CS: I see that T-Bone Burnett mixed this album for you. Have you worked with him before?
JH: I've known T-Bone for almost a decade. He produced a record of mine back in 1990 when I was living in New York and we became great pals. We've done a lot of things together since we moved to California. T-Bone has been playing my guardian angel in the most bizarre unexpected ways. He'll disappear for about six months at a time and then resurface at a time when I didn't even know I needed him.

CS: Was T-bone your guardian angel on this record? I thought the monkey was.
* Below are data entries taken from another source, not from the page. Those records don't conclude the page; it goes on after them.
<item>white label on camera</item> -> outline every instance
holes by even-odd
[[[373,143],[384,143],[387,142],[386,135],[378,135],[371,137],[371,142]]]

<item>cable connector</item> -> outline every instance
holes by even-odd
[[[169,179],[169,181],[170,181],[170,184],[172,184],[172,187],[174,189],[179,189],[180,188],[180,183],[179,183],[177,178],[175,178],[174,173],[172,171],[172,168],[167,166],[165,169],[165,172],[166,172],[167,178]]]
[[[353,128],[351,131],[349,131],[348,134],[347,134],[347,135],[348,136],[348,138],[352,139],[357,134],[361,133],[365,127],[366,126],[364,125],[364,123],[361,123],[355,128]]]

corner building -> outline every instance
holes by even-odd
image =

JH: (Laughing) Initially, I was working on this record alone in my garage, just running a song as far as I could go with it until I needed help. Then I'd set it aside and work on another one. I continued like that, in a vacuum, for some time. One evening, T-bone and his wife came over for dinner and we ended up out in the garage. We spent the next several hours mixing things and discussing elements of the songs that were working and not working. Later, as I got closer to completion of the album, T-bone offered to mix it. He really brought a fresh ear to the process, as he didn't have any emotional attachments to any of it. He really did a beautiful job.

CS: You mentioned earlier that you tried to make this album completely different and one thing I feel you succeeded with is the music. I think it makes much more of a statement than your previous albums and stands more spiritually on its own. Was this planned?
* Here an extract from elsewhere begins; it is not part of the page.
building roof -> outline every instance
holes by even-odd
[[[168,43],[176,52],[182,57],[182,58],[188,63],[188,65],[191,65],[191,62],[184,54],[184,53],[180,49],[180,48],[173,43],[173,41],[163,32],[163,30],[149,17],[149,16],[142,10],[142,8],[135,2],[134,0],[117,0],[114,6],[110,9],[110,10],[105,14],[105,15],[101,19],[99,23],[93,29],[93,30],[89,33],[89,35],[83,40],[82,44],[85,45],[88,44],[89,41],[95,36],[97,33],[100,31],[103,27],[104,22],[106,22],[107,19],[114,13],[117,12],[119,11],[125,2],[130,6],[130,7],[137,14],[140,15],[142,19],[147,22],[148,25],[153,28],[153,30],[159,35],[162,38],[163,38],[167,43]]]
JH: I'm so glad you picked up on that. I really wanted to make music that was just as important to the whole and wasn't there to just prop up the lyrics. I've been more of a "word" guy in the past and I've been teaching myself a whole new way to write. Instead of beginning with the lyrics, I would start from a place of rhythm, like a drum loop. A couple of times I had a song completely recorded, without having any lyrics, vocals, or melody. I've been trying to figure out what sort of lyrics the mood of the music suggests, instead of writing the music to fit the mood of the lyrics. One such song is "Fat." I wanted it to feel like a Ray Charles type of song...like it was 1955, with that real driven, rough-around-the-edges feel. I took this piece of music and drove around with it in my car for days and days, just reciting gibberish, until I found one spot where I got a leg up and then wrote leading up to it and away from it.

CS: By way of closing our interview, what made you to decide to close your album with a 1939 cover tune?
JH: (Laughing) The song, "We'll Meet Again," is an old World War II song from the Hit Parade. I knew it from the movie "Dr. Strangelove," as it closes the film. One evening, the recording engineer and I were waiting for Jakob Dylan to arrive to put down some background vocals for the track "Skin and Teeth." He was late, as usual, and we began talking about movies and I started to play that song on an old entertainment organ. We began having fun with it and started recording it with different instruments, but quit when Jakob arrived. A couple of weeks later, I played it back just for fun, or so I thought. But when I heard it, it just made sense to end the record with it.